Eventually, a certain amount of groveling through the prose of section 2.5 of the XPath 1.0 spec showed where Enrique and I had gone wrong. “//” is short for “descendant-or-self” only in a rough and ready way. In particular, “$X//object” is not equivalent to “$X/descendant-or-self::object”, which is clearly what Enrique (and I) had reckoned. Strictly speaking, what XPath says is:

// is short for /descendant-or-self::node()/.

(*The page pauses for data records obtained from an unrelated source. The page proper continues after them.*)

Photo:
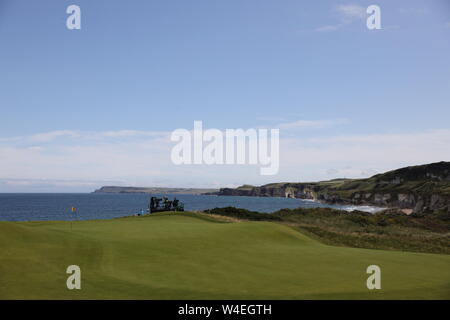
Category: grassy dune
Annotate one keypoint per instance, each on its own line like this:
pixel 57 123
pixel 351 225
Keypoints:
pixel 188 256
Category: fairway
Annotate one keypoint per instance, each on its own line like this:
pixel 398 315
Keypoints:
pixel 168 256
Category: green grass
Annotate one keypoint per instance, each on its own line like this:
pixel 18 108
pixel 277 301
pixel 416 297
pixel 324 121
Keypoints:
pixel 191 256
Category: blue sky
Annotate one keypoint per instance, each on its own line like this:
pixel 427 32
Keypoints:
pixel 83 108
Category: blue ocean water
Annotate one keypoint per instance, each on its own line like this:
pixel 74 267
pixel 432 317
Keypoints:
pixel 56 206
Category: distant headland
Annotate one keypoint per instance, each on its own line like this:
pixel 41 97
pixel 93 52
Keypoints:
pixel 153 190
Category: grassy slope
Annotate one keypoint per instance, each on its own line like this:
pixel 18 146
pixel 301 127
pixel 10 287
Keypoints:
pixel 183 257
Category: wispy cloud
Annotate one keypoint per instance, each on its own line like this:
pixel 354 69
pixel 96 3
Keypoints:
pixel 329 28
pixel 143 158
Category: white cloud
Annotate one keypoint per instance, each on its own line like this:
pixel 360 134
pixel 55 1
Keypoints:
pixel 351 11
pixel 329 28
pixel 144 159
pixel 311 124
pixel 347 13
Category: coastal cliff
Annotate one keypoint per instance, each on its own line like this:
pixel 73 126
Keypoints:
pixel 412 190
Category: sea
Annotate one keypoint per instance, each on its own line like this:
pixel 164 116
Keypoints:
pixel 92 206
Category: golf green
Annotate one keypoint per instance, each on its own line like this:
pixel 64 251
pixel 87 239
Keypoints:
pixel 181 256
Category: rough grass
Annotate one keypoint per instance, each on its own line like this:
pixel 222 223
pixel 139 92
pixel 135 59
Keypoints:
pixel 191 256
pixel 359 229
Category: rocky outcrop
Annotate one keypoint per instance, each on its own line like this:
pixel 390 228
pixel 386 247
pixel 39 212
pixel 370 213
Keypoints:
pixel 420 189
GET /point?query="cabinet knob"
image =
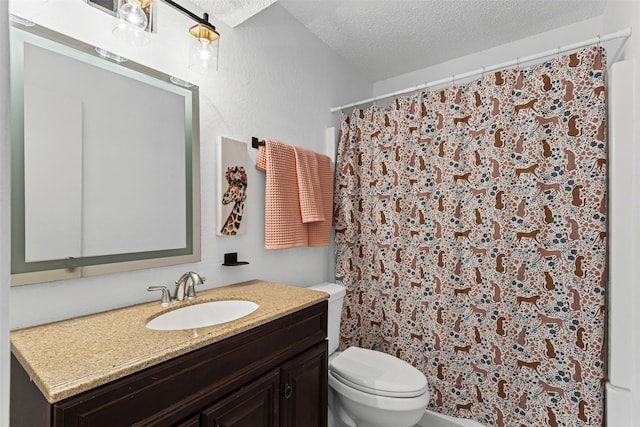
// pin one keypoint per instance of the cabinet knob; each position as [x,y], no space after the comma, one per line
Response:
[288,391]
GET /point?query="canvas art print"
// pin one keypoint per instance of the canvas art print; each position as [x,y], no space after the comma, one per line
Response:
[232,187]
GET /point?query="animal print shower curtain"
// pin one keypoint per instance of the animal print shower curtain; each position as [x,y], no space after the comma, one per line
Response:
[471,238]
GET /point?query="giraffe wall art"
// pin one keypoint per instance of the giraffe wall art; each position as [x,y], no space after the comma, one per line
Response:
[236,177]
[232,187]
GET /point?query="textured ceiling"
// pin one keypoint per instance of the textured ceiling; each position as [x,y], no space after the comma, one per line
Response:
[386,38]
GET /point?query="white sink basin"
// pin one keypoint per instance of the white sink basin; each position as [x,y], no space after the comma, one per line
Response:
[201,315]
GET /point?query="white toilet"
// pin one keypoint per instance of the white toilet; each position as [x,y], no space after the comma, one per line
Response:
[369,388]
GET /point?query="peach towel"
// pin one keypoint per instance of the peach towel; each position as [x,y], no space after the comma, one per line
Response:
[288,199]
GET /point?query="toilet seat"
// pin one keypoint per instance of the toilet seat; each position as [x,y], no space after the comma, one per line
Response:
[377,373]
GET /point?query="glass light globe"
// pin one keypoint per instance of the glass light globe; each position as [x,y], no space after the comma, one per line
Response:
[131,13]
[203,55]
[131,24]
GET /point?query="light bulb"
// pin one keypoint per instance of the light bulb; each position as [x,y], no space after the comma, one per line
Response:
[131,13]
[132,23]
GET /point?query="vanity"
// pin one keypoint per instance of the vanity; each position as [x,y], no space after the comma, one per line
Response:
[268,368]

So “$X // object” is equivalent not to “$X/ descendant-or-self :: object”, but to “$X/ descendant-or-self :: node()/ child::object” — or (confusingly, to me, and despite the note in the XPath spec which appears to say differently) to “$X / descendant :: object”. (The note is making a point about how predicates are evaluated, which doesn’t apply in Enrique’s case.)

Enrique was crestfallen; he had been sure that his technical credibility would rise sharply if he had found a bug in Saxon and libxslt. I, on the other hand, was relieved; I now knew how to fix the bug in the stylesheet that generates the SVG image of the XSD 1.1 type hierarchy.

Me, I’m going back to my old habit of just ignoring the abbreviated syntax and using the full syntax all the time: it’s less error prone, because it’s more explicit.